# SPDX-License-Identifier: Apache-2.0
# GeoPrior-v3
# Copyright (c) 2026-present
# Author: LKouadio <https://lkouadio.com>

"""
Learn how to read forecast sharpness with ``plot_mean_interval_width``
======================================================================

This lesson explains how to use
``geoprior.plot.evaluation.plot_mean_interval_width``
when you want to answer a practical uncertainty question:

**How wide are my prediction intervals, and are they becoming
so wide that they stop being useful?**

Why this function matters
-------------------------
Coverage tells you whether the truth falls inside the interval.
Width tells you how much uncertainty the interval is claiming.

That makes mean interval width one of the simplest sharpness
checks in forecast evaluation.

It is tempting to think that narrower is always better, but that
is not correct.

- extremely narrow intervals may look impressive but miss the truth,
- extremely wide intervals may cover almost everything while being
  too vague for decisions,
- and two models can have similar coverage while offering very
  different practical usefulness because their widths differ a lot.

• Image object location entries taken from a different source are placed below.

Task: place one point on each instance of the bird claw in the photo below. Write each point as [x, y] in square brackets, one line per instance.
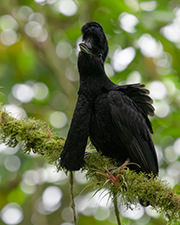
[114, 178]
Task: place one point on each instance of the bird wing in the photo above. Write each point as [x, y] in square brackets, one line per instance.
[139, 95]
[72, 157]
[133, 131]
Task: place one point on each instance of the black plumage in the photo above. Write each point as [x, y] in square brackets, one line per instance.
[114, 117]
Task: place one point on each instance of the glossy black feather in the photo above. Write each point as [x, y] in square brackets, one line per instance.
[114, 117]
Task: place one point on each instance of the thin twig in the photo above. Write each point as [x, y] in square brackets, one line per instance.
[72, 197]
[116, 210]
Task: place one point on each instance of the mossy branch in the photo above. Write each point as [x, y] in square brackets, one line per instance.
[37, 137]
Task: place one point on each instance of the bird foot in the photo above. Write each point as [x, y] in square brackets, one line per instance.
[114, 178]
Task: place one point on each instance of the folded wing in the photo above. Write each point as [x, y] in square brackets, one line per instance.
[132, 126]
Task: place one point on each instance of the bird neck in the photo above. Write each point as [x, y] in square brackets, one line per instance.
[93, 79]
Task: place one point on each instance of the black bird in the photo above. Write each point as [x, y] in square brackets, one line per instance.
[114, 117]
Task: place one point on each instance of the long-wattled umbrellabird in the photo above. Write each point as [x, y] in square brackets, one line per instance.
[114, 117]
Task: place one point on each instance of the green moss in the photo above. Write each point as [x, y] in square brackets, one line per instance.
[37, 137]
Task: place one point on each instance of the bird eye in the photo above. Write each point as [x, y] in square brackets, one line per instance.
[100, 55]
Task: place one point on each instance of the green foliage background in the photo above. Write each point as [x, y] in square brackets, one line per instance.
[31, 60]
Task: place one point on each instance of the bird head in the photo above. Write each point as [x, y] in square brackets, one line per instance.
[94, 41]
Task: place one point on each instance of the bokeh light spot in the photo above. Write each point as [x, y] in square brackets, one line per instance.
[128, 22]
[67, 7]
[157, 90]
[23, 92]
[51, 198]
[33, 29]
[102, 213]
[133, 77]
[24, 12]
[148, 6]
[12, 163]
[149, 46]
[122, 58]
[41, 91]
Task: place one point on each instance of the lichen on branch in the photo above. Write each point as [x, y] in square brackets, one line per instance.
[36, 136]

That is exactly why this helper is valuable.
It gives two complementary views:

- a **histogram** of individual interval widths,
- and a **summary bar** for the mean width.

This page is written as a teaching guide, not only as an API demo.
We will build realistic interval arrays, inspect the full width
distribution, compare narrower and wider regimes, look at
multi-output behavior, and finish with a checklist for applying the
function to your own forecast tables.
"""

from __future__ import annotations

import matplotlib.pyplot as plt
import numpy as np
import pandas as pd

from geoprior.plot.evaluation import plot_mean_interval_width

pd.set_option("display.max_columns", 20)
pd.set_option("display.width", 110)
pd.set_option(
    "display.float_format",
    lambda v: f"{v:0.4f}",
)


# %%
# What this function really expects
# ---------------------------------
#
# ``plot_mean_interval_width`` works directly with two aligned arrays:
#
# - ``y_lower``
# - ``y_upper``
#
# The arrays must have the same shape, and the implementation accepts
# only:
#
# - ``(N,)`` for one output,
# - ``(N, O)`` for multiple outputs.
#
# This helper does not need ``y_true`` because it is not checking
# coverage or error. It is checking **sharpness** only.
#
# It offers two viewing modes:
#
# - ``kind='widths_histogram'``
# - ``kind='summary_bar'``
#
# The histogram answers:
#
# *How are the individual interval widths distributed?*
#
# The summary bar answers:
#
# *What is the mean interval width overall?*
#
# For multi-output data, one important rule matters:
#
# - ``output_idx`` is required for the histogram,
# - while the summary bar can show one overall mean or one bar per
#   output when ``metric_kws={'multioutput': 'raw_values'}`` is used.
#
# This is helpful because sharpness questions are often different at
# different outputs. A subsidence interval and a groundwater interval
# rarely live on the same scale.


# %%
# Build a realistic one-output interval example
# ---------------------------------------------
#
# We begin with a single output and 80 forecast cases.
# The intervals will be narrower in the early part of the sample axis
# and wider later on. This creates a realistic width distribution
# instead of one flat repeated value.
#
# The helper computes width simply as:
#
# ``y_upper - y_lower``
#
# so the most important thing for a lesson example is to make the width
# pattern visible and interpretable.

rng = np.random.default_rng(2026)

n_samples = 80
center = 20.0 + 1.6 * np.sin(np.linspace(0, 4 * np.pi, n_samples))
base_width = np.linspace(0.9, 3.1, n_samples)
noise = rng.normal(0.0, 0.12, n_samples)
width = np.clip(base_width + noise, 0.4, None)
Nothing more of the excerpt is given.